Compared with existing classic object detection algorithms, MSDP-Net demonstrates clear advantages in detection accuracy, recall, and computational speed. Especially in complex field environments, MSDP-Net can effectively reduce the impact of corolla occlusion and lighting variations, thereby improving the accuracy of object detection.

Compared to existing safflower corolla detection algorithms, the MSDP-Net proposed in this study demonstrates excellent performance. Compared to YOLO-SaFi, proposed by Chen 2023. [19], MSDP-Net improves accuracy by 4.3%, recall by 9.6%, and mAP by 4.83%. When compared to WED-YOLO, proposed by Zhang 2025. [32], MSDP-Net increases accuracy, recall, and mAP by 2.05%, 7.4%, and 1.7%, respectively. Compared to YOLOv5s-MCD, proposed by Chen 2024. [33], MSDP-Net improves accuracy, recall, and mAP by 4.98%, 4.3%, and 5.5%, respectively. In addition, MSDP-Net maintains a good balance in terms of FPS and model size, ensuring efficient real-time detection capabilities. Overall, by optimizing the YOLOv5m architecture and incorporating the Convolutional Block Attention Module (CBAM), MSDP-Net significantly enhances the precision and robustness of small-object detection, making it especially suitable for automated object detection tasks in complex agricultural environments.

5. Conclusions

This study proposes the MSDP-Net algorithm, based on the improved YOLO v5m model and dynamic viewpoint adjustment technology, for the precise detection and spatial positioning of safflower corollas.

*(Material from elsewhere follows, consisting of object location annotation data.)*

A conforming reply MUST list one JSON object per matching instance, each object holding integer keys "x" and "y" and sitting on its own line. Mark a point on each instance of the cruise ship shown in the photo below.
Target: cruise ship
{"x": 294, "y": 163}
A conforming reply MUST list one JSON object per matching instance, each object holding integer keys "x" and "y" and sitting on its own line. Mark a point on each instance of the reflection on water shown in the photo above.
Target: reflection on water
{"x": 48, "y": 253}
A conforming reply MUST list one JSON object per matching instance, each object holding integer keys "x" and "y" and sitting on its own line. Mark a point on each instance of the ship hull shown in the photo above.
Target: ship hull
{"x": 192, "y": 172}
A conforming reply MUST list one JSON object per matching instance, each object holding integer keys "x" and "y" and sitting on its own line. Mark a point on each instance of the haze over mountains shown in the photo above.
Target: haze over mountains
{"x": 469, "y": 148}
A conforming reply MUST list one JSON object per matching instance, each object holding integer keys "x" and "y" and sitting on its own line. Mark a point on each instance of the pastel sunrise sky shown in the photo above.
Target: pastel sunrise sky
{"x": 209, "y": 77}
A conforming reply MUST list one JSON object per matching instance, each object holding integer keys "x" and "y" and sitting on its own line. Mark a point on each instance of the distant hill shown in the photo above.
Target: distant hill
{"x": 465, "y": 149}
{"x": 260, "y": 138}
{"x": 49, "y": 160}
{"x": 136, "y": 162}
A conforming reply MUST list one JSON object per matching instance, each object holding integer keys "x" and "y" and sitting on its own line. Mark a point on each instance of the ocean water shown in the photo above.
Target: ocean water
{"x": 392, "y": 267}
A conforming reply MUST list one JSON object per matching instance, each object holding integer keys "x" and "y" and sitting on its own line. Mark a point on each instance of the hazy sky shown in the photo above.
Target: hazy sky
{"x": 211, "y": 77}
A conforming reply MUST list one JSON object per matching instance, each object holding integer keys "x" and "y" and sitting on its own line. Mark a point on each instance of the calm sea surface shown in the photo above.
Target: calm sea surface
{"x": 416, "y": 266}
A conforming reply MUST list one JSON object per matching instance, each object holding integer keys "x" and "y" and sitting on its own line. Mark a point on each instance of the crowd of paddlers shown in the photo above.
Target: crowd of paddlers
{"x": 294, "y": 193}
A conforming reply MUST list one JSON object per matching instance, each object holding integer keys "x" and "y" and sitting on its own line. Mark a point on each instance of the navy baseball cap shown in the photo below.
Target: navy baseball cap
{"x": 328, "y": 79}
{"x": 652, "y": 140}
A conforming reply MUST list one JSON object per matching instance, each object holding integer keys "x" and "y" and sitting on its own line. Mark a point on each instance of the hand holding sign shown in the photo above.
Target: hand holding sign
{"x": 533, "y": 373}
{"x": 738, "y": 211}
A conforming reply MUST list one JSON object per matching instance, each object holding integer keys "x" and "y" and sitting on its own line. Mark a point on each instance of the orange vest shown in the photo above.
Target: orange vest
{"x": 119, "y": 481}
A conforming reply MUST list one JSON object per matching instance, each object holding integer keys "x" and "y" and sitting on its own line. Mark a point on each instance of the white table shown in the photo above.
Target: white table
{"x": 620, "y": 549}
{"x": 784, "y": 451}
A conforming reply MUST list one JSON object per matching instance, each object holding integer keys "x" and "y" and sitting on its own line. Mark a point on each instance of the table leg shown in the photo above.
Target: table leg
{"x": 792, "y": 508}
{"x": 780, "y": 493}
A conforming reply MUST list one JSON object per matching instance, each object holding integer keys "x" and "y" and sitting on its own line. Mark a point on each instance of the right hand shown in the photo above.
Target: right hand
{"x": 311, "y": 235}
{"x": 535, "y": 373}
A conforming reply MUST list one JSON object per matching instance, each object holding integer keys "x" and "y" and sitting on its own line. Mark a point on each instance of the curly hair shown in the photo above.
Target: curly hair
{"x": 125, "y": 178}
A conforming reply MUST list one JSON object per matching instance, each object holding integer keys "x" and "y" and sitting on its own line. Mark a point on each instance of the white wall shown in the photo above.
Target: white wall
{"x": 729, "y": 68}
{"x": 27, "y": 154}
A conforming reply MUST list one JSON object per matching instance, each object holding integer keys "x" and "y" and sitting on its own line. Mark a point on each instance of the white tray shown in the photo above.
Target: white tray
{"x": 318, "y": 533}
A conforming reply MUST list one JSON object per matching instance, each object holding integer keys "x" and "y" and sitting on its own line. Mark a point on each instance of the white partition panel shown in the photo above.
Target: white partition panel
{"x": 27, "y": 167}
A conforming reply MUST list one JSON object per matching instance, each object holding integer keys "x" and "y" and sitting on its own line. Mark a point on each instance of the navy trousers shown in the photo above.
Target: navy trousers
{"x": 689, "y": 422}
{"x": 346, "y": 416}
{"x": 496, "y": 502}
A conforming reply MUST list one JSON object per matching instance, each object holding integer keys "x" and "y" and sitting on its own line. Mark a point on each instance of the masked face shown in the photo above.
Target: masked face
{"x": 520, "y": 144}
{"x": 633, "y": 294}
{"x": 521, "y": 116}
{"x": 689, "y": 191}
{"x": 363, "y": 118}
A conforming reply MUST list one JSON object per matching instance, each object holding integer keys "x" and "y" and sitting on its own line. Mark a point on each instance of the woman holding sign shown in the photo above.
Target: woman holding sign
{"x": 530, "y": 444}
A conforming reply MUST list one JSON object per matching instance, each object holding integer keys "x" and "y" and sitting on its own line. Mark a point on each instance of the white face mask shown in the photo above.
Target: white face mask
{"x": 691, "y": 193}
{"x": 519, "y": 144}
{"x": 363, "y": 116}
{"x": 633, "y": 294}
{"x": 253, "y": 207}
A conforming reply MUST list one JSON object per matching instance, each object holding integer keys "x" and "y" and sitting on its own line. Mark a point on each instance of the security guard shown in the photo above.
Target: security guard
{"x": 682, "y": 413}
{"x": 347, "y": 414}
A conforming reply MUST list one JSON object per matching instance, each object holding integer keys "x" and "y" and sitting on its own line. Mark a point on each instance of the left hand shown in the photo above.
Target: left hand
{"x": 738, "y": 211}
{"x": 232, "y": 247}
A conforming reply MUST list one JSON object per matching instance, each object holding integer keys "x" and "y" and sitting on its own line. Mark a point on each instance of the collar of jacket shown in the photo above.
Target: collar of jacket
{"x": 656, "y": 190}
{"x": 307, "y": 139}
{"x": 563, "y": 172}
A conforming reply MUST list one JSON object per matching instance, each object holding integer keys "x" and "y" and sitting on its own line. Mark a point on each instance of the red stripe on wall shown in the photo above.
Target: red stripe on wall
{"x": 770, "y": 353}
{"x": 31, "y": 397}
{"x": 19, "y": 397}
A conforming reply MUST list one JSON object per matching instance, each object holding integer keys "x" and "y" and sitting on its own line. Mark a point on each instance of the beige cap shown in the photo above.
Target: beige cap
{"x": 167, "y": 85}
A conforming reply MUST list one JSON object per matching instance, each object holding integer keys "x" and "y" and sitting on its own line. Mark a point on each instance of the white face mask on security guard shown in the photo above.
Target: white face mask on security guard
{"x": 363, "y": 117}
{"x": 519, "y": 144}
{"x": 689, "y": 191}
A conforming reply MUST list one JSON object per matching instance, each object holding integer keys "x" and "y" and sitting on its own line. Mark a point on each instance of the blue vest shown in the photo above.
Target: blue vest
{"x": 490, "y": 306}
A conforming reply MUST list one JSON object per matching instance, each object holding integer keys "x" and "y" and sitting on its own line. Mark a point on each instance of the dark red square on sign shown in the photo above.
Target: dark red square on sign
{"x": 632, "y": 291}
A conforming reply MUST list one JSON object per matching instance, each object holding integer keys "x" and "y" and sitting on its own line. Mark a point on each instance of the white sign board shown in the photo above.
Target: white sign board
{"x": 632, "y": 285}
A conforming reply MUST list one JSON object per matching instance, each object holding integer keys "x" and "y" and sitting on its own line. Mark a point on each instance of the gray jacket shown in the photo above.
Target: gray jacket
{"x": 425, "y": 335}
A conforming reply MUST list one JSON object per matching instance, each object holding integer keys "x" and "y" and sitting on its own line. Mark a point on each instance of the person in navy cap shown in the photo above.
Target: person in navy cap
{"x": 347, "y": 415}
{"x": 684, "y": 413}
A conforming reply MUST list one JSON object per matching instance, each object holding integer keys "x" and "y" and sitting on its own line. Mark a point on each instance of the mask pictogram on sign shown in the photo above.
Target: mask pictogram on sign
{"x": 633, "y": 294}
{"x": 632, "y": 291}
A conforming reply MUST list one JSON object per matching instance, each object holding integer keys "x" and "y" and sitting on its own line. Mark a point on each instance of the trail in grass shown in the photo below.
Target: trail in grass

Experimental results demonstrate that MSDP-Net exhibits significant performance advantages in complex agricultural environments, effectively addressing the accuracy limitations and occlusion issues faced with traditional object detection methods in small corolla detection. In particular, in field environments, MSDP-Net achieves a detection accuracy and positioning accuracy of 95.20% and 93.79%, respectively, with an application success rate exceeding 90% in harvesting robots, validating its feasibility and effectiveness in real-world scenarios.

Despite the promising experimental results, there are still certain limitations, such as performance fluctuations under strong light and dynamic conditions, as well as issues with the model’s adaptability to diverse plant environments. Future research can explore the following directions: (1) optimizing the model’s computational efficiency to meet the real-time harvesting requirements; (2) further enhancing the algorithm’s adaptability to extreme environmental conditions, such as by integrating additional sensor information or employing advanced deep learning techniques to handle occlusion in complex scenarios; and (3) considering the application of this method to the harvesting tasks of other crops, such as edible roses, which are similar to safflowers in terms of growth at the top and similar color and appearance features, to verify its versatility in broader agricultural environments.

Author Contributions

Conceptualization, H.G. and H.C.; investigation, T.W.; resources, H.G. and H.C.; writing—original draft preparation, H.C.; writing—review and editing, H.G. and T.W.; supervision, H.G. and T.W.; project administration, H.G. and H.C.; funding acquisition, H.G. and T.W. All authors have read and agreed to the published version of the manuscript.

Funding

This research was funded by the Natural Science Foundation of Xinjiang Uygur Autonomous Region (2022D01A117).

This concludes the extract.